Product Approval Information

June 20, 2008

Our STN: BL 125145/0

Sanofi Pasteur Limited
Attention: Gary K. Chikami, M.D.
Associate Vice President, Regulatory Affairs, North America
Sanofi Pasteur. Inc.
Discovery Drive
Swiftwater , PA 18370-0187

Dear Dr. Chikami:

We have approved your biologics license application (BLA) for Diphtheria and Tetanus Toxoids and Acellular Pertussis Adsorbed, Inactivated Poliovirus and Haemophilus b Conjugate (Tetanus Toxoid Conjugate) Vaccine, effective this date. You are hereby authorized to introduce or deliver for introduction into interstate commerce, Diphtheria and Tetanus Toxoids and Acellular Pertussis Adsorbed, Inactivated Poliovirus and Haemophilus b Conjugate (Tetanus Toxoid Conjugate) Vaccine under your existing Department of Health and Human Services U.S. License No. 1726. Diphtheria and Tetanus Toxoids and Acellular Pertussis Adsorbed, Inactivated Poliovirus and Haemophilus b Conjugate (Tetanus Toxoid Conjugate) Vaccine is indicated for active immunization against diphtheria, tetanus, pertussis, poliomyelitis and invasive disease caused by Haemophilus influenzae type b when administered to infants and children 6 weeks through 4 years of age (prior to fifth birthday).
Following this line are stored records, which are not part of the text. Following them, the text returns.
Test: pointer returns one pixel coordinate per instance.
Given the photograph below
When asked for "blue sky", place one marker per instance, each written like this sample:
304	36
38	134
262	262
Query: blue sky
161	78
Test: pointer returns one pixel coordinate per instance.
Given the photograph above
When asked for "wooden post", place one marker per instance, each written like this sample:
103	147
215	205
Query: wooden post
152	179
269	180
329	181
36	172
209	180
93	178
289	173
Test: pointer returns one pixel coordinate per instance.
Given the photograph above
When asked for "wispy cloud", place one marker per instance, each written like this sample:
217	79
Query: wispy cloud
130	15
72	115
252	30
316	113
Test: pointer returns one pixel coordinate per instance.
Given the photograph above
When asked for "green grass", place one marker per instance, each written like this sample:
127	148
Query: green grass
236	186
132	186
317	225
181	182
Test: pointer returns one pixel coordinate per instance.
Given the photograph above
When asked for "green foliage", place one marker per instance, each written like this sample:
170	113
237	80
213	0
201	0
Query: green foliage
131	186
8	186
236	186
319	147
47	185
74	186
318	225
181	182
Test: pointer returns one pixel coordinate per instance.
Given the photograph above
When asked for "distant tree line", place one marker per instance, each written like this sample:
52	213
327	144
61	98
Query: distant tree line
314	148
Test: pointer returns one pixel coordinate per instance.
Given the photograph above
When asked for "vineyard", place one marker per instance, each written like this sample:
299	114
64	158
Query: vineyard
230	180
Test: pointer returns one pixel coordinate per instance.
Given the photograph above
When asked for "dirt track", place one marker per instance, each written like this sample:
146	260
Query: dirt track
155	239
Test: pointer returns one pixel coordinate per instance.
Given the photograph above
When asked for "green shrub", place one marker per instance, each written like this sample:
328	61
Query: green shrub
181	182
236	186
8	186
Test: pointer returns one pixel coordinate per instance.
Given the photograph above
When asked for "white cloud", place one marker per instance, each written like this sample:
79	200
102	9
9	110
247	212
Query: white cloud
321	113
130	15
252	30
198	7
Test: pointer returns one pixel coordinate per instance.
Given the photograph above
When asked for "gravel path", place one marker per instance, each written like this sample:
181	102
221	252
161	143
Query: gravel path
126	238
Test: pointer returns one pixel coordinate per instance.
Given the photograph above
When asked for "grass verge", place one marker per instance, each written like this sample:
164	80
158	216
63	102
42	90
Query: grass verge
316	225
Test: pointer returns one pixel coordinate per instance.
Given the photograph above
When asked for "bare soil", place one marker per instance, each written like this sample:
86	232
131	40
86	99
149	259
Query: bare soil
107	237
Under this license, you are approved to manufacture and fill the Diphtheria and Tetanus Toxoids and Acellular Pertussis Adsorbed and Inactivated Poliovirus (DTaP-IPV) component at Sanofi Pasteur, Limited, in Toronto, Canada. The Haemophilus b Conjugate Vaccine (Tetanus Toxoid Conjugate), ActHIB® component, is manufactured, filled and lyophilized at Sanofi Pasteur, S.A., France. Vials are labeled and packaged at Sanofi Pasteur, Limited, in Toronto, Canada. You may label your product with the proprietary name Pentacel®. The vaccine will be supplied as five dose packages containing five single dose vials of the DTaP-IPV component to be used to reconstitute five single dose vials of the lyophilized ActHIB® vaccine component.

The dating period for the DTaP-IPV component is no more than 30 months from the date of formulation of the final bulk when stored at 2 to 8 °C (35 to 46 °F) . The dating period for the lyophilized ActHIB® component is 36 months when stored at 2 to 8 °C (35 to 46 °F). The dating period for the co-packaged DTaP-IPV component and lyophilized ActHIB® component shall be no more than 30 months or whichever vial has the earliest expiration date when stored at 2 to 8 °C (35 to 46 °F).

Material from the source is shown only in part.